Aller au contenu

La Ville charnelle/MON CŒUR DE SUCRE ROUGE

La bibliothèque libre.
E. Sansot & Cie (p. 159-166).

Mon Cœur de sucre rouge…
(Petit drame de lumières)


Le dernier soir j’ai caressé longtemps
— En rêve, hélas, en rêve seulement —
Vos jolis pieds folâtres,
Vos pieds spirituels, fureteurs et pareils
À deux petites souris affamées
Que j’ai vu autrefois sortir imprudemment
D’une sombre boutique à Péra, en Turquie…
C’était l’hiver et mes deux souris turques
Portaient un peu de neige sur la pointe du nez,
Comme vos pieds chaussés de soie noire et de perles…
Oh ! dites-moi, Nella, ces petits pieds farceurs
Ne prendront-ils jamais le chemin de mon cœur ?…

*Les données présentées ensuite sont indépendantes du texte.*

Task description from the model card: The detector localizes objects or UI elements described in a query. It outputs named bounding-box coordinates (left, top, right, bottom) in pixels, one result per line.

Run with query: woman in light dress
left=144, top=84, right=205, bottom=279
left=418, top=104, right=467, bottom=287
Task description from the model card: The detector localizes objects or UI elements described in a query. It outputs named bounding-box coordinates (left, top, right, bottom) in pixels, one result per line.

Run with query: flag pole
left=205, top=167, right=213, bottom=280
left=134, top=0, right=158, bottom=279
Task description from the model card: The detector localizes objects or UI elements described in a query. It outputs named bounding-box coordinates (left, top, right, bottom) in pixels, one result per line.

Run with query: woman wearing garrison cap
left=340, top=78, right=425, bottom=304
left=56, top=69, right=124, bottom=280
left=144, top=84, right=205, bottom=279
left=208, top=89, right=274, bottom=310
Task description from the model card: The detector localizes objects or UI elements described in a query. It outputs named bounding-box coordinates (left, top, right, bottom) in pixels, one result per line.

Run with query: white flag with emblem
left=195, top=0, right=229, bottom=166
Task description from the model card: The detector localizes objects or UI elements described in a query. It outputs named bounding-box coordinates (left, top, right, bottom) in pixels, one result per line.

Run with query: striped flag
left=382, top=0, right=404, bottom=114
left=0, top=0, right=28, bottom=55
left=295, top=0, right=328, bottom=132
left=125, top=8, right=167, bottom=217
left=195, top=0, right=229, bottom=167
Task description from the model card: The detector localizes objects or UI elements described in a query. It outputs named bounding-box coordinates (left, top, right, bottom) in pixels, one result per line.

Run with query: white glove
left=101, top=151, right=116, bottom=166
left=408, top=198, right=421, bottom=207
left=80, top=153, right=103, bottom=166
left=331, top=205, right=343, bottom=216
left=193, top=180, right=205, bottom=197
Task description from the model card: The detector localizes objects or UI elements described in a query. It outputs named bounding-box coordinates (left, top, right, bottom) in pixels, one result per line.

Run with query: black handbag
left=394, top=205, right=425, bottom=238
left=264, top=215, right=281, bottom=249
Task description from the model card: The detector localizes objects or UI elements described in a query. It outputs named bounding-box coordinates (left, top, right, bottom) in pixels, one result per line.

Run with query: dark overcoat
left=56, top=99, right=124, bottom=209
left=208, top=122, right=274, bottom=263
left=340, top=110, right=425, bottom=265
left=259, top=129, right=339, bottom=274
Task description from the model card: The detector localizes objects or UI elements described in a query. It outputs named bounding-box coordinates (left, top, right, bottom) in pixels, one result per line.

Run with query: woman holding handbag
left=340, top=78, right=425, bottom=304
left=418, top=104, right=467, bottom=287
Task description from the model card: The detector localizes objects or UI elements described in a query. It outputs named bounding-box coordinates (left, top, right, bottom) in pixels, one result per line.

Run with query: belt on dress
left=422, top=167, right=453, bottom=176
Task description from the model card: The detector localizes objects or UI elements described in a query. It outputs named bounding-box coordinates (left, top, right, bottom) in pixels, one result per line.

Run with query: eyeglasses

Hélas ! Vous répondez en mordillant
Vos ironies légères,
Qui s’élancent, voltigent et me harcèlent,
Et puis s’en vont en oubliant
Leurs aiguillons dans mes blessures…
Non par méchanceté, mais plutôt par dépit,
Car on ne peut donner du chagrin quand on souffre…
Oh ! vous souffrez sans doute
D’un parfum douloureux,
Rose ardente et humide éclose aux sables du désert,
Ô Rose qui s’ennuie de sourire à la nuit !
Ne puis-je rien pour vous, Nella ?…
Ne puis-je rien pour vous guérir ?…

Je suis un marchand turc à son étal multicolore…
Vous n’avez qu’à choisir
Parmi les frais jasmins, les joujoux, les bonbons…
(Dites, Nella, n’aimez-vous pas les friandises ?)
J’ai du vin de Syrie plus riche que mon sang

Et dont le seul fumet grise l’âme et l’emporte…
Approchez donc, Nella !… Ce cœur que je vous tends,
Ce cœur de sucre rouge et transparent, prenez-le donc !
Vous pouvez à loisir regarder au travers
Le soleil qui s’endort sur les flots du Bosphore,
Et en sucer le sang de temps en temps…
Prenez-le… Pas très cher, puisqu’il ne coûte rien !
Quand vous l’aurez mangé vous en aurez un autre,
Et je viendrai vous l’apporter moi-même,
En soulevant les deux rideaux de soie
Que vos cheveux nocturnes mordus par les rubis
Déploient sur le divan passionné de votre âme,
Où je m’endormirais si volontiers comme un pacha.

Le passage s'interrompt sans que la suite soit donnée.